最下級身分である「非人」の身の上に生まれた主人公カムイが忍者となり、様々な身分の者達が生きるための戦いをする様を見続ける物語。
物語の根本部分に、人間の醜い差別意識、それを巧みに利用した階級制度、そしてそれにあらがう人々の悲喜を宿しており、その重厚な内容から高い評価を得ている。
いわゆるみんなのトラウマと言われるような残酷で救いのないストーリーも多々あるが、何度打ちのめされても立ち上がり続ける人間の執念を描いているためか、読む者の心を圧倒する作品である。

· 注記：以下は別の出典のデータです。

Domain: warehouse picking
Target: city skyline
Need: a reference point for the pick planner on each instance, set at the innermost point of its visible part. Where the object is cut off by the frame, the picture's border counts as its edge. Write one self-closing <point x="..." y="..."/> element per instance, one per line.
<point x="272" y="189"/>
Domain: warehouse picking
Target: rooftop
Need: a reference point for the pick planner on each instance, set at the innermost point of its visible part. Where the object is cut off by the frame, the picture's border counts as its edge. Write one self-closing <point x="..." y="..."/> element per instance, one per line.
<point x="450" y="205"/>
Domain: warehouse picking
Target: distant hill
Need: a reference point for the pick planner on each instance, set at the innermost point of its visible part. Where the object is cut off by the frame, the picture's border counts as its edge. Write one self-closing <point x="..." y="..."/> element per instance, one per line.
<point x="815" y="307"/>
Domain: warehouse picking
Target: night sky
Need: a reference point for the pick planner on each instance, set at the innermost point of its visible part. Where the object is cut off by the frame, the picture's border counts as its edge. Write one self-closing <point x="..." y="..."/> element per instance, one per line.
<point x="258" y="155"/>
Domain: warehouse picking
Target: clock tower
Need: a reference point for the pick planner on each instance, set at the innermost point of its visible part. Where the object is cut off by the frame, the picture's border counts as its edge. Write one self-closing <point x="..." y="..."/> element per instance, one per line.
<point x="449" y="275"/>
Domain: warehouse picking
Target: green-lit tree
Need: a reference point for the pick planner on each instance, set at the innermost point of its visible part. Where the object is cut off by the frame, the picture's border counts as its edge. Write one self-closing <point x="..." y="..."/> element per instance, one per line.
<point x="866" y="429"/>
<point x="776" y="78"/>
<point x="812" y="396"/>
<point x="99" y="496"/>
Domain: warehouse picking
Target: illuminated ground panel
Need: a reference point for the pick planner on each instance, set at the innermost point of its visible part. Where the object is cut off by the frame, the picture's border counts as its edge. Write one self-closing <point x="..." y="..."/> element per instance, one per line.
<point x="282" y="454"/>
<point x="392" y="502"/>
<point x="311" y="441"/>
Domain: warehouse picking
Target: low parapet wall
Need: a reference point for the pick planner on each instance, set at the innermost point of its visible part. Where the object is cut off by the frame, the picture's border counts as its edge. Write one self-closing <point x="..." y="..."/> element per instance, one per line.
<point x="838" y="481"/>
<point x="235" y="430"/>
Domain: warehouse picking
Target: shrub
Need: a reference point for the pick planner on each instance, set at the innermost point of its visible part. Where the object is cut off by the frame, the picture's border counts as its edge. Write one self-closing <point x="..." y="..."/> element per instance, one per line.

第一部は1964年から「月刊漫画ガロ」(青林堂)で連載され、雑誌の看板で有りながら原稿料0円だった。
作画担当は小島剛夕。
第二部は1988年から「ビッグコミック」(小学館)で連載された。
作画担当は白土の実弟の岡本鉄二。
完結編となる第三部が構想されていたが、白土の死(2021年10月8日)により未完に終わった。
あらすじ
時は江戸時代。徳川幕府によって完成された専制君主政治が敷かれた時代である。
厳格な身分制度の下、各階層に分かれた人々は程度の差こそあれ、みな何かしらの抑圧の元で生活を営んでいた。
そんな時代に3人の若者が生まれた。
最下級身分である「非人」の身分に生まれ、過酷な差別に苦しめられながらも天性の才能を持って忍者となった
「カムイ」
下人の身分に生まれながらも努力の果てに百姓となり、自分の村を平等な社会へと導こうと戦い続ける男
「正助」
武士として生を受けたが、数奇な運命の果てに浪人となり、世の矛盾と戦う道を選んだ硬骨漢
「草加 竜之進」
これは、社会の矛盾にあらがう男達の、果てしない戦いの物語である。
時にあがめられ時に蔑まれ、世の理不尽に打ちのめされ、守るべき者に裏切られても立ち上がり続ける彼らは、一体何処へと向かうのだろうか・・・・?